Spain expects to meet its deficit-reduction targets this year without imposing new austerity measures as market confidence in the country's public finances has recovered, the prime minister said Wednesday.
Jose Luis Rodriguez Zapatero said Portugal's request for a bailout last week will be the last in Europe's sovereign debt crisis.
Zapatero spoke in Beijing at a press conference after a meeting with Chinese investors at the conclusion of a two-day visit. Excerpts of his remarks were carried on Spanish National Television.
Spain has cut civil servant wages and other spending and frozen retirement pensions as part of an austerity plan designed to slash its bloated deficit and ward off the possibility of contagion from the eurozone debt crisis.
Its deficit target for this year is 6.0 percent of GDP, down from about 9 percent in 2010.
The International Monetary Fund says the 2011 figure is about right, but it expects Spain's deficit-reduction drive to slow down as the country fights to recover from recession and deals with a 20 percent jobless rate. The IMF forecast Monday the deficit will be 5.6 percent of economic output in 2012, way above the 4.4 percent foreseen by the government.
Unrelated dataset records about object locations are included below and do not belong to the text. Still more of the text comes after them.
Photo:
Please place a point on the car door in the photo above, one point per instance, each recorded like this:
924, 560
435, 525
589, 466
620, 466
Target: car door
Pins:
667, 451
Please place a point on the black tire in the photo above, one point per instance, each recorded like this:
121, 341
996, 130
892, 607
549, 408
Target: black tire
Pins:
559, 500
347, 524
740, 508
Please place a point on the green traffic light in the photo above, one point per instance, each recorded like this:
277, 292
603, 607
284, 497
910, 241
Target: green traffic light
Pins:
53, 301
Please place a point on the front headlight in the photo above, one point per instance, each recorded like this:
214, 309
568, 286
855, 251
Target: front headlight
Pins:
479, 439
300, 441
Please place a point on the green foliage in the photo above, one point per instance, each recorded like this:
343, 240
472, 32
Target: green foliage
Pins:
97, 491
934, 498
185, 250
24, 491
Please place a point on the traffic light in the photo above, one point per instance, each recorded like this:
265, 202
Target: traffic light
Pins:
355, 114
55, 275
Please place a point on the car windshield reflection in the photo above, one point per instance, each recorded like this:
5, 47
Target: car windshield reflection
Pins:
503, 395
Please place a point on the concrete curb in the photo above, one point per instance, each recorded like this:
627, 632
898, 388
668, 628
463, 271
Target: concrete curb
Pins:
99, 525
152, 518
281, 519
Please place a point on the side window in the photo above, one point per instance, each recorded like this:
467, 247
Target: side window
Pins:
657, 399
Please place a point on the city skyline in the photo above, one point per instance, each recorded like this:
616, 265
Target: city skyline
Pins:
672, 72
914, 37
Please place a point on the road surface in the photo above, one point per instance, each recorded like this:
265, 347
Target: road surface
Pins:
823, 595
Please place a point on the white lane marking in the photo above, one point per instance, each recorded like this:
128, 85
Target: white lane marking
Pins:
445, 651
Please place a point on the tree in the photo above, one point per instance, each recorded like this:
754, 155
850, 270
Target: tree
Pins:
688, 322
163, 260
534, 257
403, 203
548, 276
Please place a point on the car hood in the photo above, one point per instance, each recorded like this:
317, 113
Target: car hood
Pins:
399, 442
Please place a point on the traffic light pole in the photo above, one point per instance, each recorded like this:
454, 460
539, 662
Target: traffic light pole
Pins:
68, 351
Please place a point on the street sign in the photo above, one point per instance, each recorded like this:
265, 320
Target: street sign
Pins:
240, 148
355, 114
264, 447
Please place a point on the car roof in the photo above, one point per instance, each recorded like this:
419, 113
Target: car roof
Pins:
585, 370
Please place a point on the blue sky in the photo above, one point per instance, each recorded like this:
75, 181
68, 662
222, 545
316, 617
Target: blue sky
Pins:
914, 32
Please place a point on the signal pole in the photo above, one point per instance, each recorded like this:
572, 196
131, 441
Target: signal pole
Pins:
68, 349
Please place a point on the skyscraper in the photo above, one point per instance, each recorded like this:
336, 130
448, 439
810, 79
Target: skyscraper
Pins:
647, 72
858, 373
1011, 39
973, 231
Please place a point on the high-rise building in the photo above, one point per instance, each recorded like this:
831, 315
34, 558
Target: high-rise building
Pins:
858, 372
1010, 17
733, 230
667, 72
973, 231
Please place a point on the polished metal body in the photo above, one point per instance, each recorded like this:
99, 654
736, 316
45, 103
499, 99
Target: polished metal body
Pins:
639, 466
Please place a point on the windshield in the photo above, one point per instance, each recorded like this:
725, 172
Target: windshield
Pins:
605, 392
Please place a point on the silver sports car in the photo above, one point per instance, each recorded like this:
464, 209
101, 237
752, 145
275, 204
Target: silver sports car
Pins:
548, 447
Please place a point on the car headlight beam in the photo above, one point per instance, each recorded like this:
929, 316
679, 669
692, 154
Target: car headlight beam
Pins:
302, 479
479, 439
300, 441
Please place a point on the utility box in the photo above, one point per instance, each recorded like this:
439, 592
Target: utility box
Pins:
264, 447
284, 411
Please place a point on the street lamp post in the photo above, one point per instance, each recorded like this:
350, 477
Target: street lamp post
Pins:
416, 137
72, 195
Still, Zapatero was adamant that Spain has imposed all the belt-tightening it needs: "There is no forecast on the horizon that we will have to take more austerity measures. None."
He said the Cabinet will approve an important reform measure on Friday but gave no details. Spanish media quoted government officials as saying it would involve fighting tax evasion by rooting out Spain's large underground economy. Some estimates say it accounts for as much as 20 percent of the country's output.